Book People Archive

Re: Would a kind soul response directly to h

> From: Gary Young <younggr@[redacted]>
> To: spok+bookpeople@[redacted]
> Subject: Re: Would a kind soul response directly to h
> Date: Tuesday, November 04, 1997 5:58 PM
> Problems with extending copyright:
> 1) The author probably does not benefit, because he/she 'sold' the rights
> long ago.  Solution:  Extend copyright if you want, but the rights should
> revert to the author or to his/her heirs.  They should not be granted to the 
> current copyright holder, who bought them many years ago.
> 2) Current authors are discouraged by the availability of a great amount of 
> old material which is re-published.  This is possible, I suppose, but I don't 
> really see it happening too much.  Rather the opposite - see (3) below.  
> Solution:  I can't think of one.  If the stuff is saleable by the current
> copyright holder, then if it enters the public domain, it will 
> still be saleable, and it will appear on even more bookshelves, as the 
> re-print houses grab it for free.
> 3) Old works are disappearing.  That is, Hemingway is being re-printed all 
> the time.  Thousands of other books which were printed in the early 1900's, 
> and were never reprinted, probably never will be.  When Disney succeeds in 
> extending the copyright on _Sleeping Beauty_ they also ensure that a book
> such as _insert a title here_   :-)   which had an initial print run of 5000 
> copies in 1930, and was never reprinted, also remains under copyright.
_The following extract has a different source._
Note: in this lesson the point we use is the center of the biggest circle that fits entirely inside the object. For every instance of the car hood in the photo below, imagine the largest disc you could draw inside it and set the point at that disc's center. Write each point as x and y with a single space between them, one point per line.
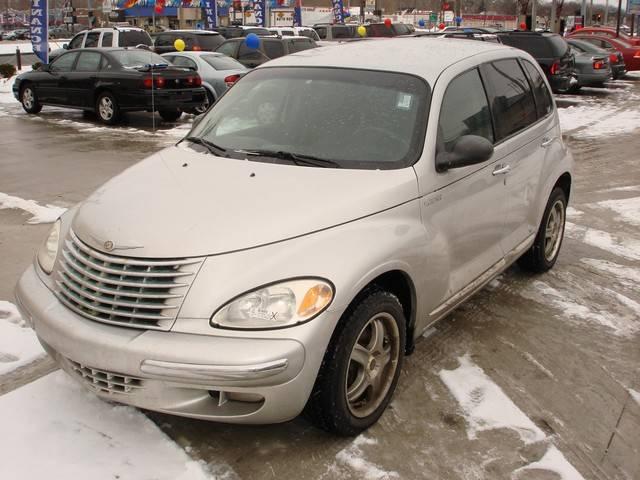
182 203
This 
> is unfortunate, because there may only be 100 copies of that book in 
> existance today, and if we wait another 20 years, all 100 may have been lost 
> or destroyed.  Solution:  I think that any copyright law should include a
> "use it or lose it" clause.  Sure, grant copyright for 'life of the author + 
> 70 years' as an initial estimate.  However, if the book has been out of print 
> for 25 years, then copyright should expire.  Or, grant copyright for 'the
> life of the author', and allow it to be renewed indefinitely, as long as it 
> is reprinted and offered for public sale every 25 years.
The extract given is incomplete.